Behind house

You are behind the white house. Paths lead into the forest to the east and northeast. In one corner of the house is a small window which is slightly ajar.

> examine the window

The window is slightly ajar, but not enough to allow entry.

> open the window

With great effort, you open the window enough to allow entry.

> enter the house

Story state is, as we described last time, a big block of memory, typically more than would fit into an 8 bit machine like the Commodore 64. Remember, you’ve got to have room for the interpreter implementation in memory as well! Story state size is also typically more than can be addressed with a 16 bit pointer. In addition, when we save a game we actually are going to serialize out all the changes that have been made to memory so far, so it makes sense to keep all the mutable memory small and close together.

For these reasons memory is divided up into a “dynamic” region and a “static” region. The dynamic region is at the low addresses, the static region is at the top. Everything in the dynamic region can be accessed with a 16 bit pointer, but it is possible that some portions of static memory will be at addresses larger than 0xFFFF. The convention for this “high” memory is to use 17 (or, in later versions, more) bit pointers where the bottom bit is zero. Obviously that thing can fit into 16 bits. The price you pay is of course that everything in “high” memory must begin on an even boundary for it to be addressible by only 16 bits, and that you have to remember to do a computation on the 16 bit “packed” pointer before you use it as an actual offset into memory.

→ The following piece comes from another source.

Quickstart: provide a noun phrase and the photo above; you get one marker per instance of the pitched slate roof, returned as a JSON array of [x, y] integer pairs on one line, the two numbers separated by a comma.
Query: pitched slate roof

The interpreter on a physical-memory-constrained machine would typically leave dynamic “low” memory in physical memory and then page the “high” static code and strings in and out of physical memory as needed. Of course we are many decades from needing to implement such a paging system at the user level; the operating system takes care of all that for us. So we’ll just keep everything in memory all the time.

That said, it is still convenient to keep a strong distinction between dynamic and static memory; first, because I want to ensure that static memory is never written to; that would be a bug in either the game or the interpreter. And second, because for saving, restoring and restarting games we need to be able to say “give me the original state of dynamic memory”.

So that’s the first constraint on our new memory manager. The second is that the Z-machine traffics primarily in 16-bit integers called “words”. We’ll need a way to easily read and write words. Again, of course, writing a word means “make a new version of the story which has the change”.

Let’s put it all together and start writing some code. Code for this episode can be found at https://github.com/ericlippert/flathead/tree/blog3

To begin with, I want to make sure that I never conflate the address of a word with the address of a byte unless I do so deliberately. Once again the type system helps us by allowing us to tag an integer:

type word_address = Word_address of int

I also need a bunch of helper methods. Remember, there is no job too small to put into a helper method. Small helper methods are the methods that are most easily seen to be obviously correct, and therefore are a solid foundation upon which to build more complex code.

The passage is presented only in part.